The English Premier League (EPL) has raised a whopping £5.136 billion ($7.83 billion) from an auction of rights to screen soccer matches between 2016 and 2019 thanks to fierce bidding by Sky and BT.
The amount is a huge increase on the £3 billion ($4.58 billion) raised from an auction of rights over the 2013 to 2016 period and demonstrates the value that TV players attach to premium sports content. (See BT, EE Put Squeeze on Broadband Rivals and BT Wins Soccer Deal.)
While pay-TV giant Sky still remains the dominant player in this market, fixed-line telecoms incumbent BT Group plc (NYSE: BT; London: BTA) has emerged as a major force. In June 2012 it paid £738 million ($1.13 billion) for Premier League rights between 2013 and 2016 and it followed that move up in late 2013 when it spent almost £900 million ($1.37 billion) on three-year rights to show Champions League football. (See BT Pays €1B+ for Euro Soccer Rights .)
BT made further inroads into Sky territory during the latest Premier League auction, securing rights to screen 42 matches in each of the three seasons between 2016 and 2019.
Under its previous arrangement, BT was allowed to show 38 matches in each of the seasons between 2013 and 2016.
Even so, BT's eagerness to tackle Sky is proving costly. The latest rights will set the operator back a total of £960 million ($1.46 billion), or £7.6 million ($11.6 million) per game. That's 18% more than BT spent per game for rights over the 2013 to 2016 period.

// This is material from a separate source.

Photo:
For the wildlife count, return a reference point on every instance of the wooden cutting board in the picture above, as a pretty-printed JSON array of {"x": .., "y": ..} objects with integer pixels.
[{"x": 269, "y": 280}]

Seeking to allay concern among investors about further heavy spending on football rights, BT has insisted that its sports offensive is paying off by helping it to reduce churn, attract new customers and boost revenues and profits at its consumer division.
Its outlay also looks modest in comparison with that of Sky, which is to fork out £4.176 billion ($6.36 billion) on rights to show 126 matches each season between 2016 and 2019.
That works out at more than £11 million ($16.8 million) per game and is 83% more than the cost of Sky's existing contract. As Sky noted in its statement on the deal, the price per year is about £330 million ($530 million) more than analysts were expecting.
Forced into lavish bidding to protect its crown jewels from a BT assault, Sky will also be under pressure to justify its strategy to the investment community.
It has already indicated it will have to find new cost savings to prevent prices for end customers from going up.
"The company will work hard to minimize the impact of higher rights costs on customers, with the majority of the funding coming through substantial additional savings to be delivered by efficiency plans," said Sky in a company statement.
While BT's arrival on the sports scene has weakened Sky's control over the sector, it has led to few obvious benefits for end customers. Matches are now divided up between rival service providers and -- despite Sky's assurances that savings will help pay for rights -- there is a clear risk that BT and Sky will look to pass costs on to their TV subscribers.